Mismoodi mõjutab vabade litsentside juures edasikandumisklausel (copyleft) litsentsivalikut?


Copyleft


Copyleft, a play on the word "copyright," is the practice of offering users of a work the right to freely distribute and modify the original work, but only under the condition that the derivative works be licensed with the same rights. It is similar to the "Share Alike" stipulation of the Creative Commons licenses (and the SA icon resembles the copyleft icon). 

Copyleft licenses are often found on software packages but can be used on any work. The GNU General Public License, originally written by Richard Stallman, was is the first and most prominent software copyleft license.

According to the Free Software Definition, free software must fulfil 4 freedoms:

  • The freedom to run the program, for any purpose.
  • The freedom to study how the program works and adapt it to your needs. Access to the source code is a precondition for this.
  • The freedom to redistribute copies so you can help your neighbour.
  • The freedom to improve the program and release your improvements to the public so that the whole community benefits. Access to the source code is a precondition for this.

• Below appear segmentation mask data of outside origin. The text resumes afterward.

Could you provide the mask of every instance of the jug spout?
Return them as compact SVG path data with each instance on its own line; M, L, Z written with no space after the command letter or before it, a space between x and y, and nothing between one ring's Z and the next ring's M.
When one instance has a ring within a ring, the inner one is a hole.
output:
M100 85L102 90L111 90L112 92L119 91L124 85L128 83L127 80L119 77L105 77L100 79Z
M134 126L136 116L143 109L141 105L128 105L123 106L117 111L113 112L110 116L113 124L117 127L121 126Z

The different types of Copyleft are:

  • Public Domain Licences (MIT, BSD, Apple Public Source License, Apache) allow you to do almost anything conceivable with the program and its source code, including distributing then, selling them, using the resultant software for any purpose, incorporating into other software, or even converting copies to different licences.
  • Weak Copyleft Licences (GNU LGPL, Mozilla Public License) are free software licences that mandate that source code that descended from software licensed under them, will remain under the same, weak copyleft, licence. However, one can link to weak copyleft code from code under a different licence (including non-open-source code), or otherwise, incorporate it in a larger software.
  • Strong Copyleft Licenses (GNU GPL) go a step further from weak copyleft licences and mandate that any distributed software that links or otherwise incorporates such code be licensed under compatible licences, which are a subset of the available open-source licences. As a result, these licences have been called “viral”.
  • Extremely High Copyleft Licenses (AGPL) requires that if you run a modified program on a server and let other users communicate with it there, your server must also allow them to download the source code corresponding to the modified version running there.